= Liber memorialis of Remiremont =

Confraternity book

Folio 5r

The Liber memorialis of Remiremont is a confraternity book from the convent of Remiremont in the Vosges. The unique manuscript is preserved in Rome, in the Biblioteca Angelica, where it is shelved as Manoscritto 10. It is not known when it was taken to Rome.

The importance of the manuscript was first recognised in the 1890s by Adalbert Ebner.

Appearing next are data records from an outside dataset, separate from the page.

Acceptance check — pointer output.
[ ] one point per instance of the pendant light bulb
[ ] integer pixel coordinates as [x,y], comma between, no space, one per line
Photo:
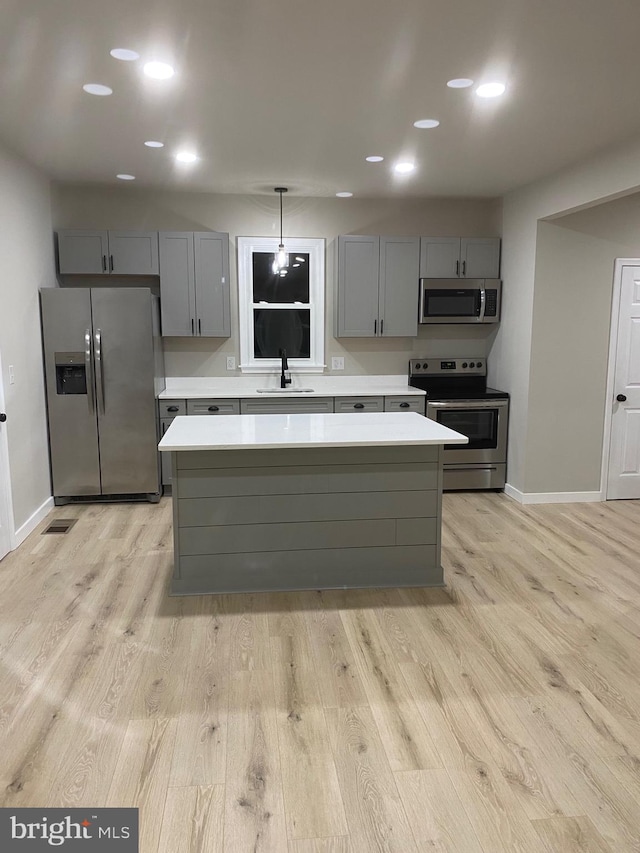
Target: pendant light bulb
[281,259]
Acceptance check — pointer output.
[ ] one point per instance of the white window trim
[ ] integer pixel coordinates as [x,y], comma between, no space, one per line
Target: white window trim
[315,247]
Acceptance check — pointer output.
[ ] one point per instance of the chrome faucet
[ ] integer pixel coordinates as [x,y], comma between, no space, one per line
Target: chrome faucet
[284,379]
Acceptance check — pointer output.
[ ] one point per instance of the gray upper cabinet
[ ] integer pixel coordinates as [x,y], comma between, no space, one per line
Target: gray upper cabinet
[460,257]
[83,252]
[377,286]
[194,284]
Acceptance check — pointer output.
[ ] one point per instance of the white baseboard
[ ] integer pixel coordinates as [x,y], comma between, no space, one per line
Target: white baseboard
[552,497]
[32,522]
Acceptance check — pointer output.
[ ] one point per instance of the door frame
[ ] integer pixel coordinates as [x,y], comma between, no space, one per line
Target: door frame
[6,502]
[618,269]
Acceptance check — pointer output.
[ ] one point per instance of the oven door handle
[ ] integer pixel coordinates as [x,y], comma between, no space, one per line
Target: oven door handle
[468,404]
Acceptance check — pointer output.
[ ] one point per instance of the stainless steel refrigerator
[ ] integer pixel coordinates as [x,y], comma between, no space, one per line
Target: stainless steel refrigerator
[104,369]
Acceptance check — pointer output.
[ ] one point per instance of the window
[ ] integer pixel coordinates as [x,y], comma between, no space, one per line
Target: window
[281,310]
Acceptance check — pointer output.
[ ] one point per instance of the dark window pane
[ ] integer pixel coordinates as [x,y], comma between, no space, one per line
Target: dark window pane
[272,287]
[276,329]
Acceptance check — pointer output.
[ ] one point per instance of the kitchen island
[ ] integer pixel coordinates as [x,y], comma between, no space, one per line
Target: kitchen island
[282,502]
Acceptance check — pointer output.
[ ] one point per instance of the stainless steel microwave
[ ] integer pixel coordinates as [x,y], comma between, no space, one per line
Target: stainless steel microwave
[449,300]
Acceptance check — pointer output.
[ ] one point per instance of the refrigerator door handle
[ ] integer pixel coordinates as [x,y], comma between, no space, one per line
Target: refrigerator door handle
[88,363]
[99,370]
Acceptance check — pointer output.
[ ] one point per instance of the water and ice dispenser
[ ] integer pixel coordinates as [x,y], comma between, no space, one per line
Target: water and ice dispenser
[71,373]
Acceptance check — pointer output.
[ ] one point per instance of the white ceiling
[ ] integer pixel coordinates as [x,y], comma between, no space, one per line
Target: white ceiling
[297,93]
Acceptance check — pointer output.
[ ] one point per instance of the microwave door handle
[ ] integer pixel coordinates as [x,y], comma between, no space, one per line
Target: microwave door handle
[483,303]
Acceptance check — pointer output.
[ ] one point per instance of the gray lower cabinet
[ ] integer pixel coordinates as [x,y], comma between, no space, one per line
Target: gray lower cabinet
[169,409]
[86,252]
[213,407]
[460,257]
[194,284]
[377,286]
[315,518]
[358,404]
[405,404]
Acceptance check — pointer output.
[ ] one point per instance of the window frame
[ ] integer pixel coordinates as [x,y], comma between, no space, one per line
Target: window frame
[315,247]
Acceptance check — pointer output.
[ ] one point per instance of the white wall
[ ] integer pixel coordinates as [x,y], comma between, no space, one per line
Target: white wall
[26,264]
[133,208]
[517,361]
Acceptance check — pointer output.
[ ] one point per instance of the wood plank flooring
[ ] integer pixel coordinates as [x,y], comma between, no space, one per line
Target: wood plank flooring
[499,714]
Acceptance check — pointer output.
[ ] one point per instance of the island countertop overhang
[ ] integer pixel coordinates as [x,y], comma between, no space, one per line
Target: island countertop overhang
[245,432]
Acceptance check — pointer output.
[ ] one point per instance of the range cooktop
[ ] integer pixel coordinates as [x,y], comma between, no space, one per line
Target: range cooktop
[453,379]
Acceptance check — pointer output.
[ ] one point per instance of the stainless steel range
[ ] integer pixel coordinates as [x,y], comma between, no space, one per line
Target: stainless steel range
[458,397]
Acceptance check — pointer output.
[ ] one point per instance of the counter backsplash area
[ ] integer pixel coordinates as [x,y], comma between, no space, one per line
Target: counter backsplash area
[249,386]
[207,357]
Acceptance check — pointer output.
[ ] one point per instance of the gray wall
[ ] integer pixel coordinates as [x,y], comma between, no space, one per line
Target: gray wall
[571,327]
[303,217]
[26,264]
[518,360]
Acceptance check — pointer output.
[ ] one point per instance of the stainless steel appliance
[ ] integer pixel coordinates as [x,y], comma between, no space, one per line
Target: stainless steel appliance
[450,300]
[458,397]
[103,369]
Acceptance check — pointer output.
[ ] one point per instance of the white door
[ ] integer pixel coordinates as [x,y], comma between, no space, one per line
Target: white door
[624,449]
[6,536]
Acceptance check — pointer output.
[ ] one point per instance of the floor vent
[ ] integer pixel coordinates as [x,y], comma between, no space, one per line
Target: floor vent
[60,525]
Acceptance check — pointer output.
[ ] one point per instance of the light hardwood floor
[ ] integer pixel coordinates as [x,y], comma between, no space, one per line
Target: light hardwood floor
[499,714]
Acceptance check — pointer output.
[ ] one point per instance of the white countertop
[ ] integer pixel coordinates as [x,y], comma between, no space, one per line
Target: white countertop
[203,387]
[243,432]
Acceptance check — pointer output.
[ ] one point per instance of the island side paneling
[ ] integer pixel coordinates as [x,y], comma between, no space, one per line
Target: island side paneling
[316,518]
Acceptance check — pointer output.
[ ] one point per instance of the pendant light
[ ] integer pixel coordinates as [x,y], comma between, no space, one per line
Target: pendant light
[281,259]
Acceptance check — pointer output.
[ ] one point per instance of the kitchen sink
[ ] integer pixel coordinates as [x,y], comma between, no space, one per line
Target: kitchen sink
[285,390]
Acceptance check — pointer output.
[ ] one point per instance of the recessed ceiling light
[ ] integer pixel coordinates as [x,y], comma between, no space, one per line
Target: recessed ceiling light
[159,70]
[460,83]
[124,54]
[186,157]
[97,89]
[490,90]
[403,168]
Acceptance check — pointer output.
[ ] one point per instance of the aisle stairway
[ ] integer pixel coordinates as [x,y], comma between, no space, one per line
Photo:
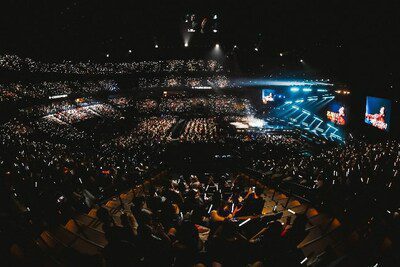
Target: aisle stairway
[84,233]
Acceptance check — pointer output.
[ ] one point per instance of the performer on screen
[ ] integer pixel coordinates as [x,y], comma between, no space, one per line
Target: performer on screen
[337,118]
[377,120]
[268,98]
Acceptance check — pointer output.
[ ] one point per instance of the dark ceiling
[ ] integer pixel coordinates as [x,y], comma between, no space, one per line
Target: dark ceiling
[355,41]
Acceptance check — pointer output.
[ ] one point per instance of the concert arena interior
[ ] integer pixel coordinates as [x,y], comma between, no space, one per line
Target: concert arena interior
[198,133]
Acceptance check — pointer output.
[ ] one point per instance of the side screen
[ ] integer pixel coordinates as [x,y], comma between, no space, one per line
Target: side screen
[377,112]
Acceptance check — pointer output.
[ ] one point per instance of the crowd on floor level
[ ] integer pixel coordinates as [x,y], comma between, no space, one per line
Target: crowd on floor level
[51,163]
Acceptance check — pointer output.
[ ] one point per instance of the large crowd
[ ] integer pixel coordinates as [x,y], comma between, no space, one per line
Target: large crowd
[12,92]
[50,163]
[218,81]
[16,63]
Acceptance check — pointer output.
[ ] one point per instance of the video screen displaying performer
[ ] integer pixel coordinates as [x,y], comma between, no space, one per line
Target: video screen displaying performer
[268,95]
[201,23]
[377,112]
[337,114]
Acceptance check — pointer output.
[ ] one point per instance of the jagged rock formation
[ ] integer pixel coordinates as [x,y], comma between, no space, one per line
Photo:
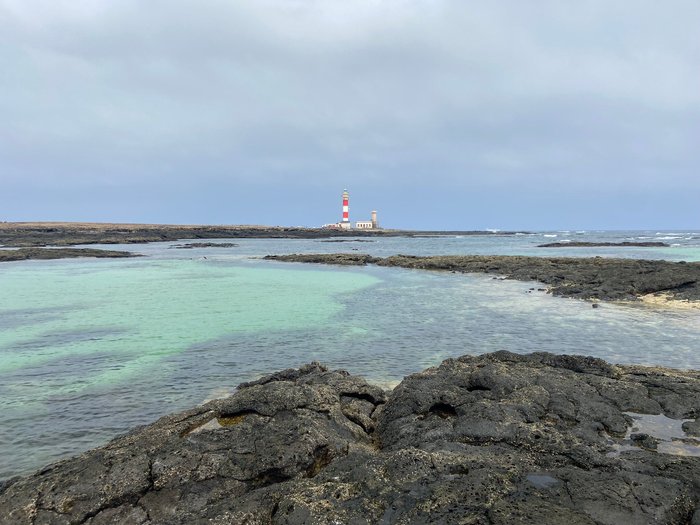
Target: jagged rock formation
[582,278]
[494,439]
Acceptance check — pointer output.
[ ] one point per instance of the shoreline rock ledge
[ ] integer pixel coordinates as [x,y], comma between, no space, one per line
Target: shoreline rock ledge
[499,438]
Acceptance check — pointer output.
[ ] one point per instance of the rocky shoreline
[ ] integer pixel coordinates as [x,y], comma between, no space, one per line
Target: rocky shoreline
[593,278]
[23,254]
[192,245]
[66,234]
[494,439]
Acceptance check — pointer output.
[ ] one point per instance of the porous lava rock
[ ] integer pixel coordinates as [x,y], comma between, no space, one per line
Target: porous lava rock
[494,439]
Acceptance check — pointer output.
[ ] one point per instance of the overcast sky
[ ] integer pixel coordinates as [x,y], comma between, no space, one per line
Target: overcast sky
[439,114]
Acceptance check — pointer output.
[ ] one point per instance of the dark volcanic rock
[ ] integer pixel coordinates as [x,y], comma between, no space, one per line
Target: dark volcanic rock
[583,278]
[581,244]
[191,245]
[495,439]
[64,234]
[342,259]
[23,254]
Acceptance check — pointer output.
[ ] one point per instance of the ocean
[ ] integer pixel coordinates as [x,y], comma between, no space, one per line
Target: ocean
[92,348]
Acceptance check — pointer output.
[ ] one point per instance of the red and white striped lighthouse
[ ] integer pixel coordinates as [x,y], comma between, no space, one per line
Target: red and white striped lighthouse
[346,209]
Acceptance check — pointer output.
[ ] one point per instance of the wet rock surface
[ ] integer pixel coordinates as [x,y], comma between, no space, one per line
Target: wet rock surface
[64,234]
[582,244]
[192,245]
[494,439]
[583,278]
[23,254]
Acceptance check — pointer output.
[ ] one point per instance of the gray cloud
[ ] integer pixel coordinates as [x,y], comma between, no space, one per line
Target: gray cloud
[466,93]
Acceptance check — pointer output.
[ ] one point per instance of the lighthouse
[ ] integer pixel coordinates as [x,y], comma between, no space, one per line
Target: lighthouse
[346,210]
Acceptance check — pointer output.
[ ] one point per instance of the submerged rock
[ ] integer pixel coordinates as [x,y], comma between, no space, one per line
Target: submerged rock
[582,244]
[23,254]
[583,278]
[495,439]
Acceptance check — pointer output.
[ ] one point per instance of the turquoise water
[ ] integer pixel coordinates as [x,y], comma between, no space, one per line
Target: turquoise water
[91,348]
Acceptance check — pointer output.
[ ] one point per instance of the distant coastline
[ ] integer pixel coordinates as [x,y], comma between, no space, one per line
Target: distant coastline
[25,234]
[597,278]
[23,254]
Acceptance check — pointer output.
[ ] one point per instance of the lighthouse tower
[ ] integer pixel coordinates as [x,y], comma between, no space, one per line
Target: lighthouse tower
[345,224]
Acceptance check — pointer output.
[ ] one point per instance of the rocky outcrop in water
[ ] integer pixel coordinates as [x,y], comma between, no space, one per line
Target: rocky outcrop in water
[494,439]
[581,244]
[64,234]
[582,278]
[23,254]
[192,245]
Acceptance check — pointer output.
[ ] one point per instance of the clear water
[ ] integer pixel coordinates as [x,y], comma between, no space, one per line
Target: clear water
[91,348]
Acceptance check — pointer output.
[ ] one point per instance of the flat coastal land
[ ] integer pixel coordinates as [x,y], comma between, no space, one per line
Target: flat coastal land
[16,234]
[592,278]
[494,439]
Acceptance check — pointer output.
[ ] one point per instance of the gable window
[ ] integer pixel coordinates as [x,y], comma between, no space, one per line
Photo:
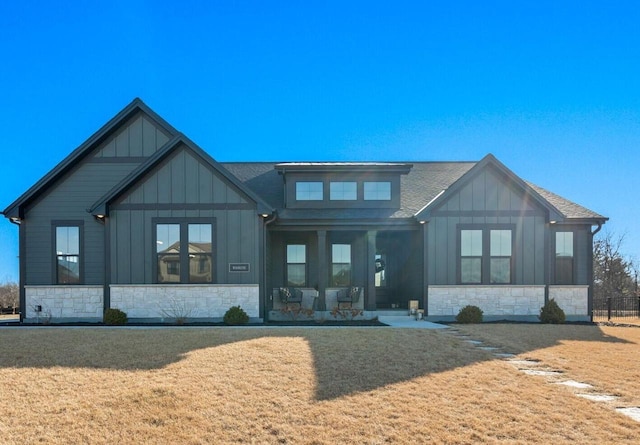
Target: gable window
[296,265]
[343,191]
[184,252]
[68,258]
[309,191]
[341,265]
[500,262]
[471,256]
[485,256]
[564,258]
[377,191]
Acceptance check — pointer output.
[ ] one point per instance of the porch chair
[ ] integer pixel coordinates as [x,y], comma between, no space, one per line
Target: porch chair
[349,296]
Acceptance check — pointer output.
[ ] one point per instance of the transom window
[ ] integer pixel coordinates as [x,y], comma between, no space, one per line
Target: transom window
[296,265]
[67,239]
[343,191]
[377,191]
[485,256]
[564,258]
[184,252]
[340,265]
[309,191]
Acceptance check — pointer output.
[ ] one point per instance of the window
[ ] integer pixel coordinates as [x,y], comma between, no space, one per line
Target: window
[485,256]
[471,256]
[500,262]
[296,265]
[343,191]
[184,253]
[377,191]
[200,255]
[564,258]
[340,265]
[67,264]
[309,191]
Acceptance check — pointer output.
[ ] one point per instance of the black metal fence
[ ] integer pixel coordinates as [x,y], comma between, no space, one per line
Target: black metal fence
[616,307]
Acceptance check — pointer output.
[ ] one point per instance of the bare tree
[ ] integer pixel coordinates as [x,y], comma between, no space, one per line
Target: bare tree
[9,294]
[613,273]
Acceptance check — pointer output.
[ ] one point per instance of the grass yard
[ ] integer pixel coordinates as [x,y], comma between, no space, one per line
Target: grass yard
[314,386]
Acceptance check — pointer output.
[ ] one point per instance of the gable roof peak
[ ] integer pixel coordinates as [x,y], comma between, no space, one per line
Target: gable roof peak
[15,209]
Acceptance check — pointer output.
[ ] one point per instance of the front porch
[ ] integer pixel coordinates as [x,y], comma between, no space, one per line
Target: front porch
[387,265]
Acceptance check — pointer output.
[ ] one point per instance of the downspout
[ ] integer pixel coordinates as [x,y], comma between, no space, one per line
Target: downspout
[22,248]
[590,290]
[266,222]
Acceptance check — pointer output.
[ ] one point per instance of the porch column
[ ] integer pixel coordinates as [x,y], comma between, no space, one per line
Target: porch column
[370,286]
[323,270]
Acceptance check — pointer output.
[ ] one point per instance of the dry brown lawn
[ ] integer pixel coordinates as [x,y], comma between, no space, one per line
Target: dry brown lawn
[315,386]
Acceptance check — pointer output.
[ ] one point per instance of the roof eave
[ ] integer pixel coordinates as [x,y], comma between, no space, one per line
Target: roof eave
[15,208]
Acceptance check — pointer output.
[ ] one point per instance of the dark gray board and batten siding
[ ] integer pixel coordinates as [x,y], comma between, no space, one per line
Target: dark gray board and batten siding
[488,200]
[183,186]
[69,197]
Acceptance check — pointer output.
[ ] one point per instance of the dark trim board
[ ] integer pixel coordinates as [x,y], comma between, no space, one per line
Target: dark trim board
[222,206]
[488,213]
[118,160]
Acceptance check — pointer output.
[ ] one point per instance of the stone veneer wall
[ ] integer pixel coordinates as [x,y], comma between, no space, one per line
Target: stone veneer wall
[573,300]
[495,301]
[202,300]
[64,302]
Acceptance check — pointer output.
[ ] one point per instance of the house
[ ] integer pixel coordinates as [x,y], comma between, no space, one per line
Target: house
[141,219]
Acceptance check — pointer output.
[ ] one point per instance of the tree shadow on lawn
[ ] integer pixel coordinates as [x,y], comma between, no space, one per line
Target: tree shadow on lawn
[344,360]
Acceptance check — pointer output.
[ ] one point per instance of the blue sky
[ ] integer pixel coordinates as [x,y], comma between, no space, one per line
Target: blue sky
[550,88]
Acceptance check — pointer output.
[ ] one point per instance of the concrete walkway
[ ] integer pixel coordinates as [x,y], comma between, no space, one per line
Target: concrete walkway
[405,321]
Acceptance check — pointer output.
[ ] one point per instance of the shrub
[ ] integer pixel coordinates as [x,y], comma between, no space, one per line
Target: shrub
[114,316]
[236,315]
[469,314]
[551,313]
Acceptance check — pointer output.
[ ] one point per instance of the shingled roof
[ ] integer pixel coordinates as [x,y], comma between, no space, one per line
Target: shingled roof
[424,182]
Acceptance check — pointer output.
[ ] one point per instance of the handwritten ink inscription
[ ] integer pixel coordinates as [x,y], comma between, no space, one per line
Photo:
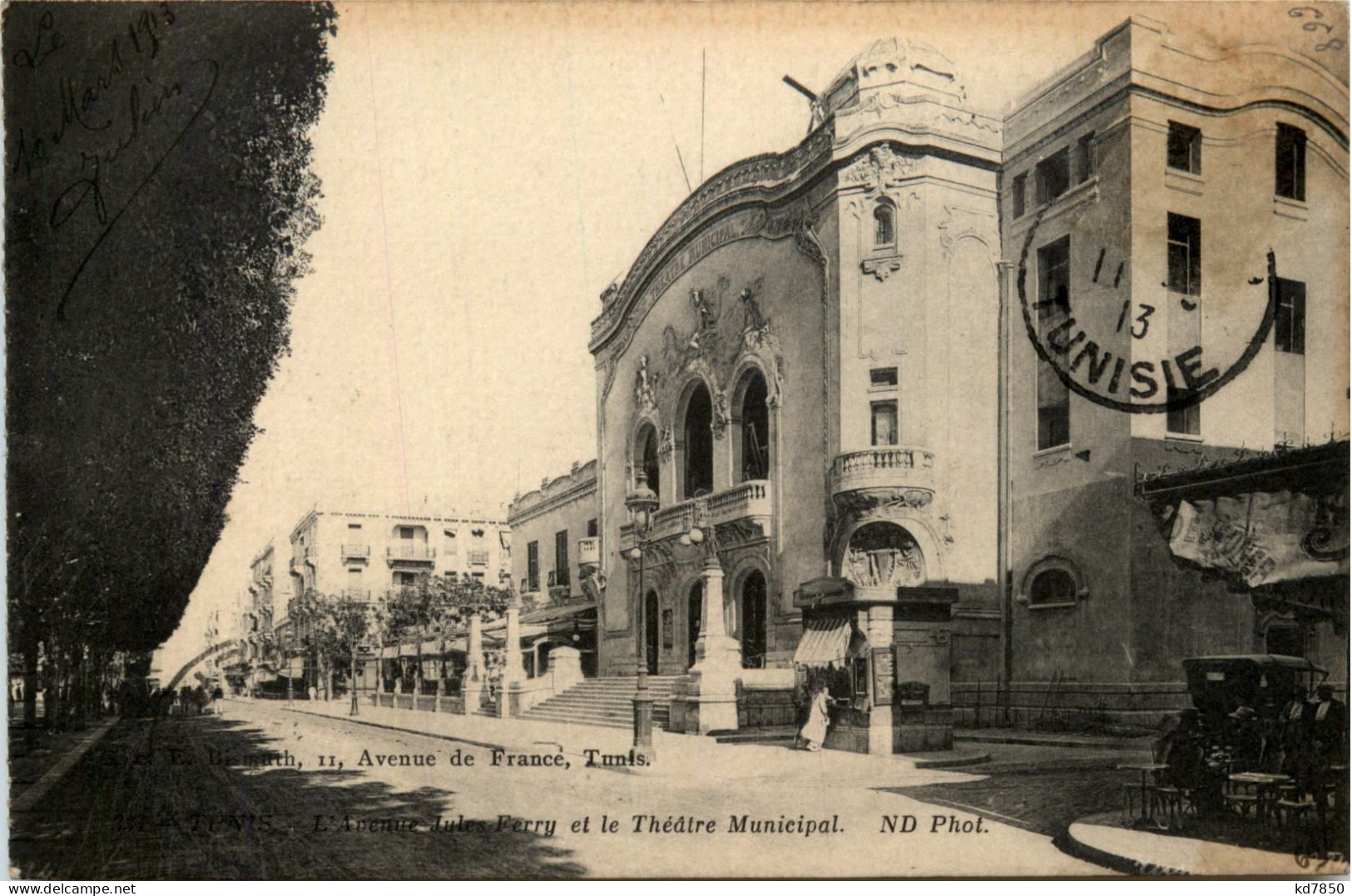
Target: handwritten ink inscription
[1317,27]
[101,115]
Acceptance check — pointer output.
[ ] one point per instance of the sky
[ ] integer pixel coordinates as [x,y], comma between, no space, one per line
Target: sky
[488,169]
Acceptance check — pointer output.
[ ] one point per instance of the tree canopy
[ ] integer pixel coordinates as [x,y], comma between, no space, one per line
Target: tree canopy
[158,197]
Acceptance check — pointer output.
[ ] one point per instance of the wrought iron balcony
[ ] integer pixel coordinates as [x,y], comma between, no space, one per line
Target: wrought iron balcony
[588,552]
[411,554]
[891,468]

Since then, it has been used by many historians as a source for early medieval practices of memory, as well as for the history of the monastery of Remiremont itself.

A partial facsimile-edition was published by the Monumenta Germaniae Historica in 1970.

==History of the Liber memorialis==
The manuscript was begun under the direction of Abbess Theuthild, who also wrote a number of surviving letters that have been translated by Michel Parisse.

It is usually assumed that the manuscript was begun in 821, before being largely rewritten in the 860s. This dating is based on a reference in the manuscript to an 'Emperor Louis', who is normally understood to be Louis the Pious. For that reason, Eva Butz and Alfons Zettler have described the Liber Memorialis of Remiremont as "a major document of the ecclesiastical and political reforms of the Carolingian Empire under Louis the Pious". However, Michèle Gaillard has suggested that the 'Emperor Louis' could in fact be Louis II of Italy, in which case the manuscript's original creation might be slightly later in date.

The manuscript initially contained liturgy for the mass, a list of rulers, and a list of benefactors. However, from the 860s, new pages started to be added, to include new groups of names. These included kings such as Lothar II, who seems to have visited the monastery in the company of Waldrada and other members of his family in late 861.